Abstract
A new mononuclear Zn(II) complex, [Zn(L 2 )2]·CH3OH (HL 2 = 1-(2-{[(E)-3,5-dichloro-2-hydroxybenzylidene]amino}phenyl)ethanone oxime), has been synthesized via complexation of Zn(II) acetate dihydrate with HL 1 (HL 1 = 2-(3,5-dichloro-2-hydroxyphenyl)-4-methyl-1,2-dihydroquinazoline 3-oxide) originally. HL 1 and its corresponding Zn(II) complex were characterized by infrared (IR), ultraviolet-visible light (UV–Vis) and emission spectroscopy, as well as by elemental analysis. The crystal structure of the complex has been determined by single-crystal X-ray diffraction (XRD). Each complex links two other molecules into an infinite one-dimensional (1-D) chain through intermolecular hydrogen bonds. Moreover, the calculated highest occupied molecular orbital (HOMO) and lowest unoccupied molecular orbital (LUMO) energies show the character of the ligand HL 1 and the Zn(II) complex. Time-dependent density functional theory (TDDFT) calculations were done on the optimised geometries to understand the electronic structure and spectral transition in the ligand and the Zn(II) complex.
Graphical abstract
A new mononuclear Zn(II) complex involving a Schiff base-type instead of an anticipated quinazoline complex has been synthesized and characterized structurally by spectroscopic methods.
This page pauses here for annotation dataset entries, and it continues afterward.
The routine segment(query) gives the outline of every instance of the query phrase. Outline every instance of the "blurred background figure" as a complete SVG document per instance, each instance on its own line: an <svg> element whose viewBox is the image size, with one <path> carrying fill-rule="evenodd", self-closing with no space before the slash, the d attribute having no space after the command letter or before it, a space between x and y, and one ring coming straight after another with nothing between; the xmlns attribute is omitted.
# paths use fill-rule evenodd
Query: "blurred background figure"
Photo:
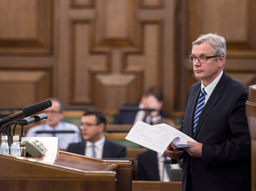
<svg viewBox="0 0 256 191"><path fill-rule="evenodd" d="M125 158L125 147L106 140L106 120L103 113L96 110L86 111L81 118L83 141L69 145L67 152L97 158Z"/></svg>
<svg viewBox="0 0 256 191"><path fill-rule="evenodd" d="M165 123L173 127L175 124L171 120L162 118L157 120L153 125ZM180 169L179 164L165 164L166 159L171 159L165 154L157 152L148 149L138 154L138 180L164 182L170 181L169 177L171 169Z"/></svg>
<svg viewBox="0 0 256 191"><path fill-rule="evenodd" d="M82 140L80 131L76 125L61 122L64 117L63 112L65 109L62 101L55 98L50 99L52 103L52 106L43 111L48 118L45 123L30 128L26 136L57 137L60 149L66 149L70 143L78 143ZM37 133L38 131L74 131L73 133Z"/></svg>
<svg viewBox="0 0 256 191"><path fill-rule="evenodd" d="M115 116L114 123L135 124L141 121L152 124L162 117L167 118L168 114L161 110L163 99L163 94L160 88L152 87L143 94L139 103L124 105L123 110L120 110ZM131 109L130 110L129 108ZM139 110L143 109L145 110ZM148 111L147 109L152 109L154 111Z"/></svg>

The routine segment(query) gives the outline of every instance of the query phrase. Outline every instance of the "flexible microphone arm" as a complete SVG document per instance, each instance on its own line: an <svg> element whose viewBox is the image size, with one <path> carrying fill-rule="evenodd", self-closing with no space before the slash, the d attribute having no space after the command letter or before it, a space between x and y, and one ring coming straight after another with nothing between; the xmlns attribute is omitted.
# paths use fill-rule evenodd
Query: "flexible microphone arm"
<svg viewBox="0 0 256 191"><path fill-rule="evenodd" d="M13 119L23 115L28 117L35 114L51 106L52 103L51 100L48 100L36 103L22 108L22 111L0 119L0 125L3 123L9 122Z"/></svg>

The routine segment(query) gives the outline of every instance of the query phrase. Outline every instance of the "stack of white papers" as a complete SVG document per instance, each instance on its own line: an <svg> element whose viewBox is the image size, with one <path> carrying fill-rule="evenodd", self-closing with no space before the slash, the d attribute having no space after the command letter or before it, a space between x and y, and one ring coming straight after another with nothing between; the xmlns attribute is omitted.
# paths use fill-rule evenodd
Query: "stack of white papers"
<svg viewBox="0 0 256 191"><path fill-rule="evenodd" d="M164 153L170 143L178 148L194 146L188 141L196 142L193 139L164 123L150 125L142 121L136 123L125 139L156 152Z"/></svg>

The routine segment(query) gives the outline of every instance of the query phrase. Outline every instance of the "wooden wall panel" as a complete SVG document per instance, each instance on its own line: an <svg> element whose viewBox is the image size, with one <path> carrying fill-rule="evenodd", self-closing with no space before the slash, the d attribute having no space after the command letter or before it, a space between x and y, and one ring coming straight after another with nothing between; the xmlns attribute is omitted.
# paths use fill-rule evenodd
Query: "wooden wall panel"
<svg viewBox="0 0 256 191"><path fill-rule="evenodd" d="M73 5L78 2L72 3ZM88 5L93 2L83 2ZM60 96L70 104L92 105L113 115L124 104L139 102L143 91L150 86L158 85L164 91L164 81L167 79L170 82L173 77L170 75L173 71L163 71L164 65L169 68L171 62L164 58L166 57L164 54L173 53L168 51L172 50L168 43L173 36L170 37L163 23L170 23L166 28L172 28L170 12L174 15L171 5L175 1L167 1L165 7L163 2L100 0L91 9L81 6L79 9L73 9L78 7L71 5L70 15L62 17L67 25L61 26L63 31L67 29L68 35L61 35L61 41L70 43L70 48L61 47L61 54L67 59L62 57L59 61L60 70L70 71L71 80L60 81L59 85L67 85L70 91L67 100L64 94ZM156 10L160 11L157 16L150 14ZM168 40L164 45L164 39ZM168 97L166 92L173 91L172 88L165 86ZM173 108L166 108L169 111Z"/></svg>
<svg viewBox="0 0 256 191"><path fill-rule="evenodd" d="M0 55L51 53L52 2L1 1Z"/></svg>
<svg viewBox="0 0 256 191"><path fill-rule="evenodd" d="M50 74L44 71L0 71L0 107L25 107L50 96Z"/></svg>
<svg viewBox="0 0 256 191"><path fill-rule="evenodd" d="M255 9L253 0L1 1L0 68L32 80L1 81L4 106L54 96L113 115L157 85L164 110L183 111L199 80L187 58L191 44L209 32L226 38L224 70L248 86L256 82ZM36 79L37 72L44 77ZM7 96L18 89L19 103Z"/></svg>
<svg viewBox="0 0 256 191"><path fill-rule="evenodd" d="M256 58L255 8L253 0L188 1L188 52L200 34L217 33L226 39L228 56Z"/></svg>
<svg viewBox="0 0 256 191"><path fill-rule="evenodd" d="M186 16L179 21L179 25L186 28L181 36L183 38L177 42L185 46L180 48L179 51L182 56L177 61L183 69L181 76L184 79L179 79L184 82L180 90L176 89L177 93L182 95L178 98L180 104L177 108L185 108L189 87L200 80L195 77L193 64L188 61L187 56L191 54L192 42L202 34L217 33L225 38L227 51L224 71L226 73L247 87L256 82L256 28L252 22L255 23L256 19L255 1L182 1L179 5L183 7L179 8L179 14L185 13ZM181 27L177 27L181 30Z"/></svg>

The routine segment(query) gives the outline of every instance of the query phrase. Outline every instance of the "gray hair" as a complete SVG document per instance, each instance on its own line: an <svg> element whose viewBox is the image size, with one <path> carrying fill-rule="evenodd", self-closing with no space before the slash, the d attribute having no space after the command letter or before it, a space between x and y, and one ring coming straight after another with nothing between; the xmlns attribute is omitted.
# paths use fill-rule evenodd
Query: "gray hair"
<svg viewBox="0 0 256 191"><path fill-rule="evenodd" d="M195 45L200 45L206 42L210 43L213 48L214 55L218 56L215 58L215 61L219 59L222 55L224 55L226 57L227 52L226 40L224 37L216 34L209 33L200 35L196 40L192 43L192 48Z"/></svg>

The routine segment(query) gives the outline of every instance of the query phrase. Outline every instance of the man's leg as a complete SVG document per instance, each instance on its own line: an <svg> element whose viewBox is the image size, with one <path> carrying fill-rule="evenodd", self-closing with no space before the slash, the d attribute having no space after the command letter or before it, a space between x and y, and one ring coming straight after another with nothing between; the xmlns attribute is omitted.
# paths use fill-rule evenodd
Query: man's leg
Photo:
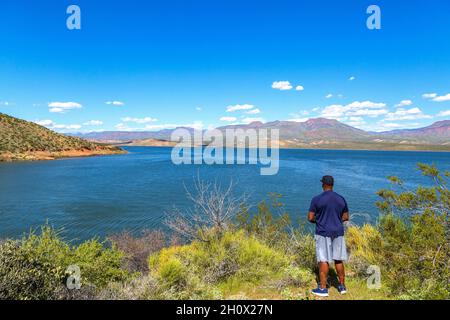
<svg viewBox="0 0 450 320"><path fill-rule="evenodd" d="M345 268L344 263L340 260L334 261L334 267L336 268L336 273L338 274L339 283L345 285Z"/></svg>
<svg viewBox="0 0 450 320"><path fill-rule="evenodd" d="M319 262L319 279L320 289L326 289L328 280L328 270L330 269L328 262Z"/></svg>

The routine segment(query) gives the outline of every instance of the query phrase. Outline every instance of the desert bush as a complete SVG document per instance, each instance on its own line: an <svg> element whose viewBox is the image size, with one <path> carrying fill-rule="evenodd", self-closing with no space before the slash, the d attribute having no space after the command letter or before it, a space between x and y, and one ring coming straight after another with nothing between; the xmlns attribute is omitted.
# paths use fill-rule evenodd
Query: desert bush
<svg viewBox="0 0 450 320"><path fill-rule="evenodd" d="M0 246L0 298L40 300L56 298L64 269L52 257L7 241Z"/></svg>
<svg viewBox="0 0 450 320"><path fill-rule="evenodd" d="M242 230L214 236L207 242L165 248L150 257L149 269L167 289L191 290L198 296L202 288L217 292L216 285L231 278L250 283L279 278L291 261L292 257Z"/></svg>
<svg viewBox="0 0 450 320"><path fill-rule="evenodd" d="M317 266L314 237L301 219L297 226L292 225L281 199L282 195L270 193L269 200L260 202L255 212L242 206L235 230L245 230L267 246L292 256L298 266L313 270Z"/></svg>
<svg viewBox="0 0 450 320"><path fill-rule="evenodd" d="M348 265L357 276L365 276L371 265L380 265L383 239L376 226L366 224L362 227L349 227L346 244L349 252Z"/></svg>
<svg viewBox="0 0 450 320"><path fill-rule="evenodd" d="M228 231L246 196L235 196L233 181L223 188L217 182L194 180L194 190L187 188L186 194L192 201L193 209L181 211L174 208L167 213L165 224L175 234L188 241L209 241L212 233L217 237Z"/></svg>
<svg viewBox="0 0 450 320"><path fill-rule="evenodd" d="M106 248L97 240L71 246L57 231L44 226L40 234L31 232L18 241L0 246L0 298L58 299L76 297L64 288L70 265L81 271L82 287L102 288L121 281L128 272L121 269L123 254ZM88 295L88 288L80 296Z"/></svg>
<svg viewBox="0 0 450 320"><path fill-rule="evenodd" d="M381 268L391 293L402 299L450 298L449 172L419 164L431 187L408 190L390 177L393 188L378 192L382 215L376 227L349 228L352 268Z"/></svg>
<svg viewBox="0 0 450 320"><path fill-rule="evenodd" d="M261 201L254 213L247 206L241 206L235 228L246 230L271 247L285 244L289 239L288 228L291 221L281 198L280 194L270 193L269 201Z"/></svg>

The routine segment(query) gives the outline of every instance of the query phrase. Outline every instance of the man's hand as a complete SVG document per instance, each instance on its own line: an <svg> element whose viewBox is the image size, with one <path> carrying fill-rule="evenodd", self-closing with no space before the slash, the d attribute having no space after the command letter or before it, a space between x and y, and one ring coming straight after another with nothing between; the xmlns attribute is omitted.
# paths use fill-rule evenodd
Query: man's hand
<svg viewBox="0 0 450 320"><path fill-rule="evenodd" d="M348 212L344 212L342 214L342 222L347 222L348 220L350 220L350 216L349 216Z"/></svg>
<svg viewBox="0 0 450 320"><path fill-rule="evenodd" d="M312 211L308 213L308 221L311 223L316 223L316 214Z"/></svg>

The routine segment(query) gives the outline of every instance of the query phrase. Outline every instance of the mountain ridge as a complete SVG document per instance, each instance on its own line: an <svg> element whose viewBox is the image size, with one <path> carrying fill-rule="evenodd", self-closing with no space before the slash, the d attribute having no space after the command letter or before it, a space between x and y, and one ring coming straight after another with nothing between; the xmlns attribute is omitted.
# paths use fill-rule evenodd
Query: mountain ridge
<svg viewBox="0 0 450 320"><path fill-rule="evenodd" d="M0 113L0 161L52 160L123 152L114 146L66 136Z"/></svg>
<svg viewBox="0 0 450 320"><path fill-rule="evenodd" d="M186 128L194 131L193 128ZM178 128L159 131L105 131L76 136L111 143L133 142L145 139L170 141L170 134ZM448 145L450 141L450 120L433 123L416 129L369 132L358 129L334 119L313 118L304 122L296 121L255 121L249 124L225 125L217 128L226 129L279 129L283 144L299 147L319 144L333 145L342 143L386 143L403 145Z"/></svg>

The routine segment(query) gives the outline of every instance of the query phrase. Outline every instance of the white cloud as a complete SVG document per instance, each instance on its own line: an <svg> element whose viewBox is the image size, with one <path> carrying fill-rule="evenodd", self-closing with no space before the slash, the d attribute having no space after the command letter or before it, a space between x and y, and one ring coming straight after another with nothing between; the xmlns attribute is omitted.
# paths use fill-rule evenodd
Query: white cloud
<svg viewBox="0 0 450 320"><path fill-rule="evenodd" d="M292 85L289 81L275 81L272 83L272 88L277 90L291 90Z"/></svg>
<svg viewBox="0 0 450 320"><path fill-rule="evenodd" d="M54 122L52 120L38 120L38 121L35 121L35 123L40 126L44 126L44 127L49 127L54 124Z"/></svg>
<svg viewBox="0 0 450 320"><path fill-rule="evenodd" d="M309 120L309 118L292 118L292 119L288 119L288 121L292 121L292 122L306 122L308 120Z"/></svg>
<svg viewBox="0 0 450 320"><path fill-rule="evenodd" d="M402 101L400 101L400 103L398 103L398 104L396 104L395 106L397 107L397 108L401 108L401 107L407 107L407 106L410 106L410 105L412 105L412 101L411 100L402 100Z"/></svg>
<svg viewBox="0 0 450 320"><path fill-rule="evenodd" d="M450 116L450 110L441 111L437 114L438 117L448 117Z"/></svg>
<svg viewBox="0 0 450 320"><path fill-rule="evenodd" d="M139 124L144 123L150 123L150 122L156 122L158 119L152 118L152 117L145 117L145 118L132 118L132 117L125 117L121 119L123 122L134 122Z"/></svg>
<svg viewBox="0 0 450 320"><path fill-rule="evenodd" d="M366 124L366 121L364 121L364 118L362 117L346 117L344 119L340 119L340 121L352 127L362 127Z"/></svg>
<svg viewBox="0 0 450 320"><path fill-rule="evenodd" d="M386 114L385 103L372 101L354 101L347 105L333 104L325 107L321 115L325 118L342 118L345 116L372 116L377 117ZM372 110L376 109L376 110Z"/></svg>
<svg viewBox="0 0 450 320"><path fill-rule="evenodd" d="M101 126L103 124L103 121L100 120L89 120L85 123L83 123L83 126Z"/></svg>
<svg viewBox="0 0 450 320"><path fill-rule="evenodd" d="M113 106L124 106L124 105L125 105L124 102L122 102L122 101L117 101L117 100L114 100L114 101L106 101L105 103L106 103L107 105L113 105Z"/></svg>
<svg viewBox="0 0 450 320"><path fill-rule="evenodd" d="M378 116L382 116L387 114L388 111L386 109L359 109L354 111L349 111L346 113L347 116L368 116L372 118L376 118Z"/></svg>
<svg viewBox="0 0 450 320"><path fill-rule="evenodd" d="M147 124L143 127L133 128L129 127L126 123L119 123L115 125L115 128L120 131L158 131L163 129L175 129L179 127L193 128L196 130L202 130L204 125L201 121L195 121L188 124Z"/></svg>
<svg viewBox="0 0 450 320"><path fill-rule="evenodd" d="M444 101L450 101L450 93L447 93L443 96L436 96L433 98L433 101L435 102L444 102Z"/></svg>
<svg viewBox="0 0 450 320"><path fill-rule="evenodd" d="M81 129L80 124L57 124L53 122L52 120L38 120L35 121L36 124L44 126L49 129L55 129L55 130L78 130Z"/></svg>
<svg viewBox="0 0 450 320"><path fill-rule="evenodd" d="M237 120L236 117L222 117L222 118L220 118L220 121L227 121L227 122L234 122L236 120Z"/></svg>
<svg viewBox="0 0 450 320"><path fill-rule="evenodd" d="M245 111L244 113L245 114L258 114L258 113L261 113L261 110L259 110L258 108L255 108L255 109Z"/></svg>
<svg viewBox="0 0 450 320"><path fill-rule="evenodd" d="M240 110L250 110L253 109L255 106L251 104L236 104L231 105L227 107L227 112L235 112Z"/></svg>
<svg viewBox="0 0 450 320"><path fill-rule="evenodd" d="M386 115L385 121L399 121L399 120L417 120L430 119L432 116L426 115L419 108L398 109L395 112L389 112Z"/></svg>
<svg viewBox="0 0 450 320"><path fill-rule="evenodd" d="M437 97L437 93L424 93L422 98L424 99L433 99Z"/></svg>
<svg viewBox="0 0 450 320"><path fill-rule="evenodd" d="M302 119L305 119L305 116L307 116L307 115L309 115L309 111L307 111L307 110L301 110L299 112L294 112L294 113L290 114L292 119L290 119L288 121L302 120ZM296 121L296 122L303 122L303 121Z"/></svg>
<svg viewBox="0 0 450 320"><path fill-rule="evenodd" d="M64 113L72 109L81 109L83 106L78 102L50 102L49 110L52 113Z"/></svg>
The crystal structure of the complex has been determined by single-crystal XRD. Each complex links two other molecules into an infinite 1-D chain through intermolecular hydrogen bonds. Moreover, the calculated HOMO and LUMO energies show the character of the ligand HL 1 and the Zn(II) complex. The TDDFT calculations were done on the optimised geometries to understand the electronic structure and spectral transition in the ligand and the Zn(II) complex.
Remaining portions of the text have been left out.